Windows Defender and Endpoint Protection
- Describe Microsoft Defender Antivirus capabilities including real-time protection, cloud-delivered protection, automatic sample submission, controlled folder access, and attack surface reduction rules.
- Configure attack surface reduction rules via Group Policy or Intune to block Office macro code execution, executable content from email, credential stealing from LSASS, and process creation from PSExec and WMI commands.
- Implement BitLocker drive encryption with TPM-based key protectors, network unlock for servers, and recovery key escrow to Active Directory to protect data at rest on Windows endpoints and servers.
- Assess Windows endpoint protection posture by reviewing Defender Antivirus detection rates, ASR rule audit events, BitLocker compliance status, and endpoint health attestation data to identify gaps in endpoint hardening coverage.
Scope
Included Topics
- All domains covered by the GIAC Certified Windows Security Administrator (GCWN) certification: Windows Security Architecture, Active Directory Security, Group Policy Hardening, Windows Credential Protection, PowerShell Security, Windows Logging and Monitoring, and Windows Patch Management.

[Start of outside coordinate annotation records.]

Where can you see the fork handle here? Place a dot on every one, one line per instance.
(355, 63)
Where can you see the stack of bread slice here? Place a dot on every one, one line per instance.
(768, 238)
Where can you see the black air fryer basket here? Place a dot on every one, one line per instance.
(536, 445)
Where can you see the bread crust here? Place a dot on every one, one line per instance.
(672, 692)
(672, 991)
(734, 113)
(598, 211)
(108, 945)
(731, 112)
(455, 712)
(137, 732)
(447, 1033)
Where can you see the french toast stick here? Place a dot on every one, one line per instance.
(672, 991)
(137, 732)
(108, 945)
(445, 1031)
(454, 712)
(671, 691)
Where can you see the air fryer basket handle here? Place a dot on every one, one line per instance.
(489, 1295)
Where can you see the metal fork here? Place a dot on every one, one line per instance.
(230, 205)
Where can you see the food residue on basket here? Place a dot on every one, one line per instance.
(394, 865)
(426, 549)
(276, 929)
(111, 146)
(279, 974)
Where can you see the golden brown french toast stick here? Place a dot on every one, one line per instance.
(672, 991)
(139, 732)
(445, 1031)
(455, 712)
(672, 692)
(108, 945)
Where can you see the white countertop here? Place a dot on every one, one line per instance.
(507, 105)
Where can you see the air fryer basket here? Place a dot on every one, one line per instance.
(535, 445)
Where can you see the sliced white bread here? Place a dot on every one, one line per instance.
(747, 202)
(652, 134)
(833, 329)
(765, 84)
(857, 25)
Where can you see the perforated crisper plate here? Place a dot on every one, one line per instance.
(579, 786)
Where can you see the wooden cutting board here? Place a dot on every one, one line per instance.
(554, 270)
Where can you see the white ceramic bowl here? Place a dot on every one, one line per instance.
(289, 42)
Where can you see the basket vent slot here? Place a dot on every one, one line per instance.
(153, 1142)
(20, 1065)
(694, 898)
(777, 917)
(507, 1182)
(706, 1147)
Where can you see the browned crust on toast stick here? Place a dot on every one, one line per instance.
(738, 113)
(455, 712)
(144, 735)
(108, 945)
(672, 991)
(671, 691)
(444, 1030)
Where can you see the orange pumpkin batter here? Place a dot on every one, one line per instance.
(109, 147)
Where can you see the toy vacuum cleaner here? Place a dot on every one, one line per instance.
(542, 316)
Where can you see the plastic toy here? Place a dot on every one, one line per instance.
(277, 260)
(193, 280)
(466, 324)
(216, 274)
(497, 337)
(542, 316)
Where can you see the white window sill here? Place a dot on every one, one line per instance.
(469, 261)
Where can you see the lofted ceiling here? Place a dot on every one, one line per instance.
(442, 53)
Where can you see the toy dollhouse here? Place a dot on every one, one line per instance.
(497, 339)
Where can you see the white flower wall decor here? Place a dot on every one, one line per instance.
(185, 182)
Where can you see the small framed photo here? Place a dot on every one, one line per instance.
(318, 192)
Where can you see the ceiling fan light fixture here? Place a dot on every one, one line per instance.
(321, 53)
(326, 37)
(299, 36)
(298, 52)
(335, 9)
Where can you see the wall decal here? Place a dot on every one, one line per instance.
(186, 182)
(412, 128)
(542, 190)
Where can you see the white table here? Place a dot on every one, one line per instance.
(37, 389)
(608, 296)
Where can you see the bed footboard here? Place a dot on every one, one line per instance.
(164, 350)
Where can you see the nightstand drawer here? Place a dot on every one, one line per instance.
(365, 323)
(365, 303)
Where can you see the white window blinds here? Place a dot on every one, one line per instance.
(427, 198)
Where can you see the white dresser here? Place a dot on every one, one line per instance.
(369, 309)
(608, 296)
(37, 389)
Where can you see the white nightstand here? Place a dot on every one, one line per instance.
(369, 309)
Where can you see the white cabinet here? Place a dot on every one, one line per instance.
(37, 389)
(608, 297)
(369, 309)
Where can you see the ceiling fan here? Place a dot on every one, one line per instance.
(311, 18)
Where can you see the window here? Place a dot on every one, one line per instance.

- Intermediate-level Windows enterprise security administration including Active Directory design and hardening, Group Policy Object configuration, credential theft mitigation, PowerShell constrained language mode enforcement, Windows Defender features, and centralized event log collection.
- Key technologies and tools: Active Directory Domain Services, Group Policy Management Console, LAPS (Local Administrator Password Solution), Credential Guard, Windows Defender Application Control (WDAC), AppLocker, BitLocker, Windows Event Forwarding, Sysmon, PowerShell logging and transcription, WSUS, Microsoft Defender for Endpoint, Kerberos protocol, NTLM authentication, and tiered administration models.
- Scenario-driven Windows security decisions requiring balancing security hardening, user productivity, operational complexity, and backward compatibility across enterprise Active Directory environments.
Not Covered
- Linux, macOS, and non-Windows operating system administration and security except where cross-platform interoperability affects Windows security posture.
- Cloud-only Azure Active Directory and Microsoft Entra ID administration unless directly relevant to hybrid on-premises Active Directory security.
- Advanced malware analysis and reverse engineering beyond what is needed for understanding Windows endpoint defense mechanisms.
- Network infrastructure device configuration including routers, switches, and firewalls unless directly related to Windows network security features.
- Software development practices and secure coding principles outside the scope of PowerShell scripting and Windows automation security.